Saturday 19 May 2012

Silk Paper

Over on the Felting and Fiber Forum, we've been discussing silk paper recently. It started when Pam showed us this gorgeous silk vase  and then a beautiful silk box made from delicate silk hankies, threads and angelina fibres. Then Karen was inspired to try making silk paper and after finding some silks work better with different methods made some gorgeous pieces. Once the hard work had been done ;) I thought I'd give it a go too.
I decided to just jump in and try it with spray starch. I'd read a few years ago that it was possible to make silk paper by spraying a layer of silk fibres with starch, adding another layer of silk fibres and spraying that, then covering with baking parchment and ironing until it was dried. Well, it's almost that easy. It's hard to get the spray starch onto the fibres without blowing them away, so it takes a bit of practice to get the spray to 'drizzle'. I found it helpful to spray first, so I got an old piece of cotton cloth and layed it onto brown parcel paper, sprayed the cloth with starch, added a layer of silk, drizzled then sprayed starch onto that, then added more silk, more starch, then covered with another layer of cloth, another piece of parcel paper and ironed. The results were mostly really good. A few times, the layers wanted to separate, but I then had two layers of finer silk paper.
This is 2 layers of mulberry silk:


This piece is 2 layers of mulberry silks and tussah silks. I tried to make it two sided. This is the front:


And this is the back:


This is also two layers of mulberry and tussah silks:


And this piece is made up of two layers of fluffed up mulberry and tussah silks, silk throwsters waste and silk hankies:


This is one layer:


This is from one of the first pieces I made. The layers of tussah silk and dyed mulberry silks separated, so I was left with a layer of mulberry silk (which I used on another piece) and a piece of honey coloured tussah silk paper with subtle colours from the mulberry silk dyes staining it. This is the piece before felting, with the silk paper cut into a few shapes:


And this is how it looked after felting:


It kept the shapes really well, even the wispy tufty bits from around the edges.

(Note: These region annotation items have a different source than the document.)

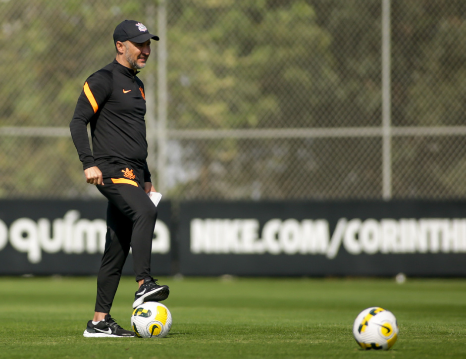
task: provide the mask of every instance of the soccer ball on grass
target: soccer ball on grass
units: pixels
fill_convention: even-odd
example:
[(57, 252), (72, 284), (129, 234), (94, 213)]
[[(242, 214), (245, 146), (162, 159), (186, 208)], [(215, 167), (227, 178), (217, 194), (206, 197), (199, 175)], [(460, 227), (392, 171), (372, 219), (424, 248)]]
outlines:
[(398, 324), (392, 312), (378, 307), (364, 309), (353, 326), (355, 339), (363, 349), (388, 350), (398, 336)]
[(158, 302), (147, 302), (133, 311), (131, 327), (139, 338), (163, 338), (171, 328), (171, 313)]

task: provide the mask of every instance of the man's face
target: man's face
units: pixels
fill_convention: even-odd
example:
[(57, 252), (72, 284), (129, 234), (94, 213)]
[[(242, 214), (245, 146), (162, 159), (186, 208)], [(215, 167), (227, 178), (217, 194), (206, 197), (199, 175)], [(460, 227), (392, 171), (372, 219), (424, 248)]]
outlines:
[(146, 61), (151, 54), (151, 40), (138, 44), (125, 41), (125, 58), (133, 70), (139, 70), (146, 66)]

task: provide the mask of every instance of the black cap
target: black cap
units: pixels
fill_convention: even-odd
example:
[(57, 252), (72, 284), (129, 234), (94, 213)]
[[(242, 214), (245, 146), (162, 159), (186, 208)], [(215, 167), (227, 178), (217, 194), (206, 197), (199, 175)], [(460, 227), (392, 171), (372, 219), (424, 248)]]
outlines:
[(150, 34), (146, 26), (134, 20), (125, 20), (120, 22), (113, 31), (113, 43), (115, 44), (117, 41), (122, 43), (126, 40), (141, 44), (150, 39), (159, 40), (158, 36)]

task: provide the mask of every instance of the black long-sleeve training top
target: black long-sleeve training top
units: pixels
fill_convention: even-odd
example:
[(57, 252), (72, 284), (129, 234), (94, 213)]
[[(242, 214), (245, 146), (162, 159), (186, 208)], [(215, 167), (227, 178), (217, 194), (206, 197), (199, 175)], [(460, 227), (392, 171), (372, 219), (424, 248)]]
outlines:
[[(144, 169), (144, 181), (151, 181), (144, 85), (137, 73), (115, 59), (86, 80), (70, 123), (84, 169), (127, 163)], [(92, 151), (87, 133), (90, 123)]]

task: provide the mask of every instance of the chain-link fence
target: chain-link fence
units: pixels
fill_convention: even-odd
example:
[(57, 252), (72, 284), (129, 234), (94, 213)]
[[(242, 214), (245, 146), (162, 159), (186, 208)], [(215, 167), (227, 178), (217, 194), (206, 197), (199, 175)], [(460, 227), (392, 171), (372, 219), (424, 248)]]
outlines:
[(100, 196), (68, 125), (127, 18), (165, 198), (466, 198), (464, 0), (1, 0), (0, 198)]

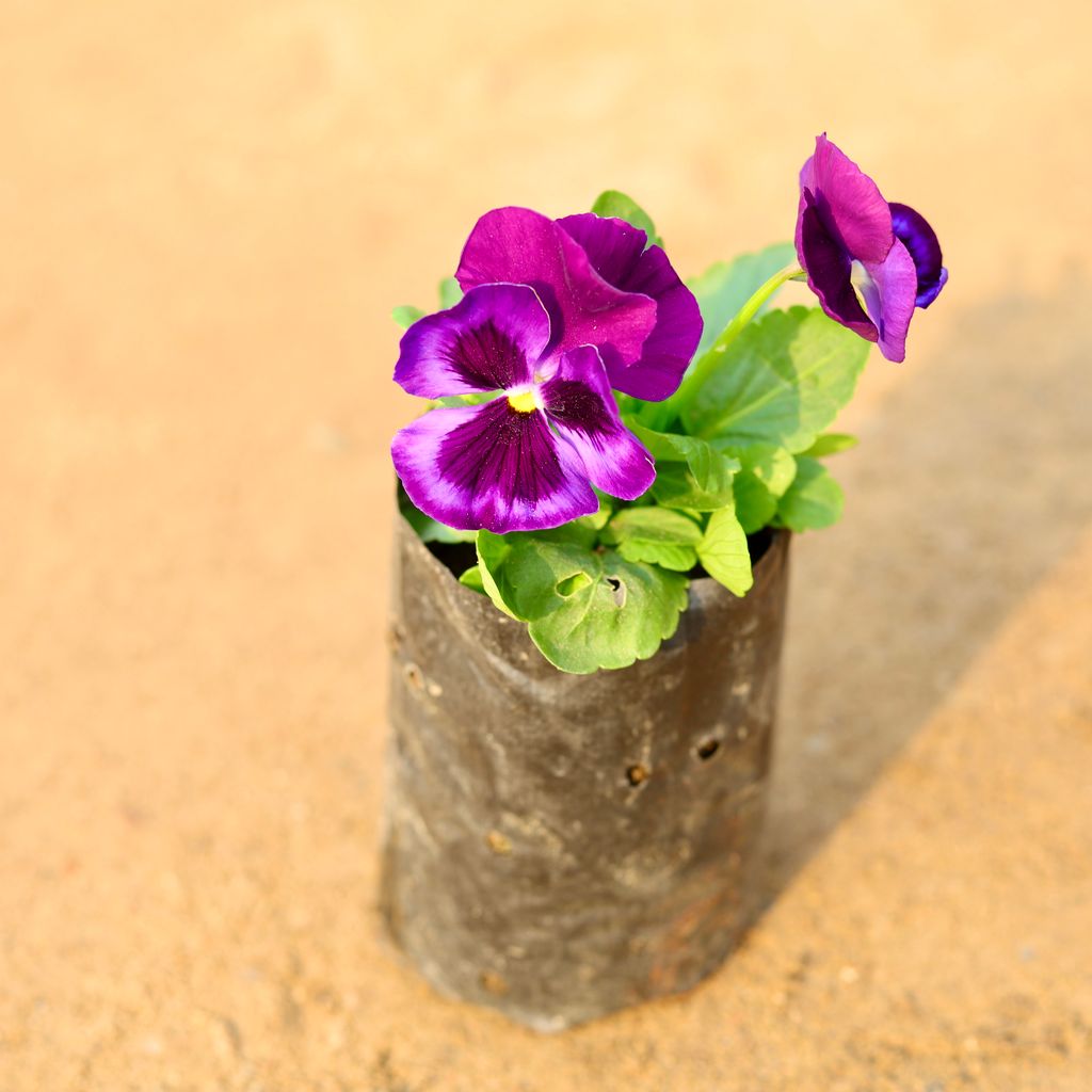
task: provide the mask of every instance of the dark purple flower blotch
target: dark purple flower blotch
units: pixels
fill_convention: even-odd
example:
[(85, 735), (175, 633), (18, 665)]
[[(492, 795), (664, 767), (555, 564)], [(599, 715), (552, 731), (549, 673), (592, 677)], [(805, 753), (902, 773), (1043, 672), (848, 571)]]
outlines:
[(796, 252), (822, 309), (889, 360), (905, 357), (914, 307), (928, 307), (948, 280), (925, 218), (885, 201), (826, 133), (800, 170)]
[(549, 313), (551, 348), (595, 345), (615, 390), (673, 394), (701, 340), (701, 312), (664, 251), (625, 221), (549, 219), (495, 209), (474, 226), (455, 274), (464, 289), (529, 284)]
[(414, 323), (394, 379), (439, 399), (499, 392), (476, 406), (432, 410), (391, 444), (410, 499), (461, 531), (556, 527), (598, 508), (592, 486), (625, 500), (655, 477), (622, 425), (592, 345), (558, 349), (534, 289), (488, 284)]

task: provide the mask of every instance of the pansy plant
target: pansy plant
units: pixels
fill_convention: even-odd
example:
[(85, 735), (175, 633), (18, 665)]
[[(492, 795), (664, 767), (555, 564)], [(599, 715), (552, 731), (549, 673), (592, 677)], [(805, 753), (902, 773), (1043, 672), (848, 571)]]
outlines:
[[(795, 253), (794, 253), (795, 251)], [(948, 278), (936, 234), (826, 134), (799, 178), (795, 246), (684, 284), (648, 214), (486, 213), (442, 309), (408, 327), (395, 381), (429, 400), (392, 443), (426, 542), (473, 541), (464, 584), (526, 622), (561, 670), (655, 653), (708, 574), (744, 595), (765, 529), (829, 526), (827, 429), (878, 344), (905, 355)], [(770, 310), (806, 280), (819, 307)]]

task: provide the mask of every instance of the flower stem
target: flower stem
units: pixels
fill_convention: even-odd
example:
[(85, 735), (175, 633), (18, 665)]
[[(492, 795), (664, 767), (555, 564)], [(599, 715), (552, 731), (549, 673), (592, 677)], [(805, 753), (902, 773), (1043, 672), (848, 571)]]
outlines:
[(679, 389), (670, 396), (668, 403), (675, 416), (682, 417), (689, 410), (697, 393), (704, 385), (705, 381), (721, 366), (724, 354), (728, 346), (743, 333), (745, 327), (755, 318), (759, 308), (786, 282), (798, 276), (804, 271), (793, 262), (783, 270), (774, 273), (750, 299), (739, 308), (736, 317), (721, 331), (720, 336), (712, 345), (695, 360), (690, 370), (686, 373)]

I'm hoping to try the wallpaper paste method soon. I recently got the book 'Handmade Silk Paper' by Kath Russon, recommended to me by Lyn from Rosiepink. All I need to do is actually start reading it instead of just drooling over the pictures :)
Have you made silk paper or paper from any other fibres? Do you use it in felting or something else? I'd loved to hear about it or see photos.

8 comments:

  1. Great experiments Zed - looking forward to seeing more :)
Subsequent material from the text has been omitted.